Charles Nolley speaks with pride when he talks about the experiences of he and his fellow Red Tail pilots during World War II.
Nolley, 98, of Edison, was a member of the elite Army Air Corps fighting force known as the Tuskegee Airmen, four squadrons of fighter pilots comprised entirely of African Americans. Drafted in 1943, Nolley was a lieutenant when he was discharged from the service in 1946.
Nolley appeared at the Senior/Community Center Feb. 29 as the guest of the Parkside Senior Citizen Club and the township recreation department as part of the Black History Month observation. He spoke and answered questions for about an hour.
Nolley interspersed his comments with jokes – he was a song and dance and comedy man before and after the war – and some inspirational messages as well.
Drafted in 1943, Nolley took flight training as part of the Tuskegee experiment. As he tells it, it was an experiment designed to fail.

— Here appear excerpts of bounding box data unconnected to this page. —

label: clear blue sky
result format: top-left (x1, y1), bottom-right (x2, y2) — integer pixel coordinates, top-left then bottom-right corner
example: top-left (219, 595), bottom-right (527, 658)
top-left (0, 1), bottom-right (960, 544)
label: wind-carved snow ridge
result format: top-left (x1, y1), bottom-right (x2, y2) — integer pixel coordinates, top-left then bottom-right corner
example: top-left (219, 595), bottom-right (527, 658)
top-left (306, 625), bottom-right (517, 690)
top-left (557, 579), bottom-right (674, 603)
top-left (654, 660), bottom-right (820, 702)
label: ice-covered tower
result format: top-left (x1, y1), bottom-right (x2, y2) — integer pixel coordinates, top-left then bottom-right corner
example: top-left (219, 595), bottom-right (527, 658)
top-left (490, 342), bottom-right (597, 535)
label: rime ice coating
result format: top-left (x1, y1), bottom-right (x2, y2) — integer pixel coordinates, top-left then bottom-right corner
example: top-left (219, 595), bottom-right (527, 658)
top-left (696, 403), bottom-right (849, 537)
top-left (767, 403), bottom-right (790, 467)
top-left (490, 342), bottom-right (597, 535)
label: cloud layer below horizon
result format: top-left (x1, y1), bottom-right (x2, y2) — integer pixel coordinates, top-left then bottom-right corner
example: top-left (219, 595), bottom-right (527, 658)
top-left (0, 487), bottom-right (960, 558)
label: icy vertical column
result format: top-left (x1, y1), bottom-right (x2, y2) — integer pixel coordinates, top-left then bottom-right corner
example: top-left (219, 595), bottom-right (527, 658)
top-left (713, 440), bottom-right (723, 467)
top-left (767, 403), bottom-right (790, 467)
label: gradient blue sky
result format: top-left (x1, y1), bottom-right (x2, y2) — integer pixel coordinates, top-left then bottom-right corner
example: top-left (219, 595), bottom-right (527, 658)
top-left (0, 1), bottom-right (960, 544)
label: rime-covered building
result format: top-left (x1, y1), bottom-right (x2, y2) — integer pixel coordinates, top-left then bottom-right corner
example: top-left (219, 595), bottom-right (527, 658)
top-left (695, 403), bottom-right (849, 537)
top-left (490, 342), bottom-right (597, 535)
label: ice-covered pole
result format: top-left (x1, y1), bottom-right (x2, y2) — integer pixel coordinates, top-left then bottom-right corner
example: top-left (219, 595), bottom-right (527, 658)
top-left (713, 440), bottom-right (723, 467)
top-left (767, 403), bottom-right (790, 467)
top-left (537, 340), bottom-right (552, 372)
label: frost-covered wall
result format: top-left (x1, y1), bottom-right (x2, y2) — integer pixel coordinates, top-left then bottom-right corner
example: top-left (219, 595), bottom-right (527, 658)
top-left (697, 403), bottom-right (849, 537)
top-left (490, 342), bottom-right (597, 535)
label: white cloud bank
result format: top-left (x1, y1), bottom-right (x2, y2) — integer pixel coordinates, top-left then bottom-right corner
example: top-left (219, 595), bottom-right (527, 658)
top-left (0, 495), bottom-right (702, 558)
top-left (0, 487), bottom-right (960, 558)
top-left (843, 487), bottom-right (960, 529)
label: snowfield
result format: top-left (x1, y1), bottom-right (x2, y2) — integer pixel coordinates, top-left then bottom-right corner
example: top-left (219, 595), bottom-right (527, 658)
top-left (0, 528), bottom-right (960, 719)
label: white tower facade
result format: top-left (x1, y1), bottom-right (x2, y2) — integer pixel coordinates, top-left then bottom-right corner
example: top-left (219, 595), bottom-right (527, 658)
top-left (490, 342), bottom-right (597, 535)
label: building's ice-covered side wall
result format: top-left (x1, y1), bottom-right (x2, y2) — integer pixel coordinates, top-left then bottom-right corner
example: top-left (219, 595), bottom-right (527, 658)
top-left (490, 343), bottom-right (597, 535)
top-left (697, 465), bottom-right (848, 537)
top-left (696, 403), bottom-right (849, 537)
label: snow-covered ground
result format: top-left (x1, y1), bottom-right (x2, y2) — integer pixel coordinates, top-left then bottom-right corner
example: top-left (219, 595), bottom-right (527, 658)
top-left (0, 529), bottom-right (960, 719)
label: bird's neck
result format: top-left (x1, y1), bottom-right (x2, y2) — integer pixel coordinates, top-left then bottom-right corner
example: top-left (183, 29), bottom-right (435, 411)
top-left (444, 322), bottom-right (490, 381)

There was some Army brass who believed that blacks were not smart enough to learn how to fly planes, and that they were too docile to fight, Nolley said. The Tuskegee airmen were trained on the P-51 Mustang which, at the time, was the fastest plane in the air.
“We worked hard at learning how to fly those planes,” he said.
The Tuskegee Airman trained for two years because of a reluctance to put them in battle. It took intervention by the then-First lady, Eleanor Roosevelt, to get them in the air.
“We were the best trained pilots in the Army,” he said.
Nolley said his squadron’s mission was to escort and protect bombers while the lunkier aircraft were conducting raids. It was a source of pride for he and his comrades that they never lost a bomber to an enemy aircraft, he said.
One of their secrets was to paint the tails of their aircraft red so they could tell friendlies from enemies, Nolley said. That’s how the airmen became known as “Red Tails.”
Nolley recalled a mission where he was warned that he had two German Messerschmit fighter planes on his tail. He said he looked left and right and up and down, but could not see them.
So he flew his plane straight up until he thought he would stall and did a loop-de-loop.
“I ended up right behind” the Germans,” Nolley said, laughing. “My friends thought I did that on purpose.”
“They thought I was better than I was,” he continued. “I didn’t say anything.”
After a while, Nolley said, bomber pilots started requesting the Red Tails as their escorts.
“The bomber pilots became the only caucasian friends we had in those days,” he said.
“The newspapers said the bombers won the war, which I guess was true,” Nolley said. “But they never would have gotten there if it wasn’t for us.”
Nolley said that after the war, he often wondered why the races could not get along like the Red Tails and bomber pilots did.
“We were fighting with white guys and we won the war,” Nolley said.
After his discharge, Nolley briefly returned to show business, performing in four Broadway productions, he said. He later received a B.A. from Virginia State University, a Master’s in dramatic arts from Columbia and went on to teach at Barringer Prep in Newark, where he also became a vice principal.
One thing that his war experience taught him, Nolley said, is that color does not have to be a barrier to success.
“People of color can do anything anybody else can do, with the proper training and education,” he said. “And some of us can even do it better.”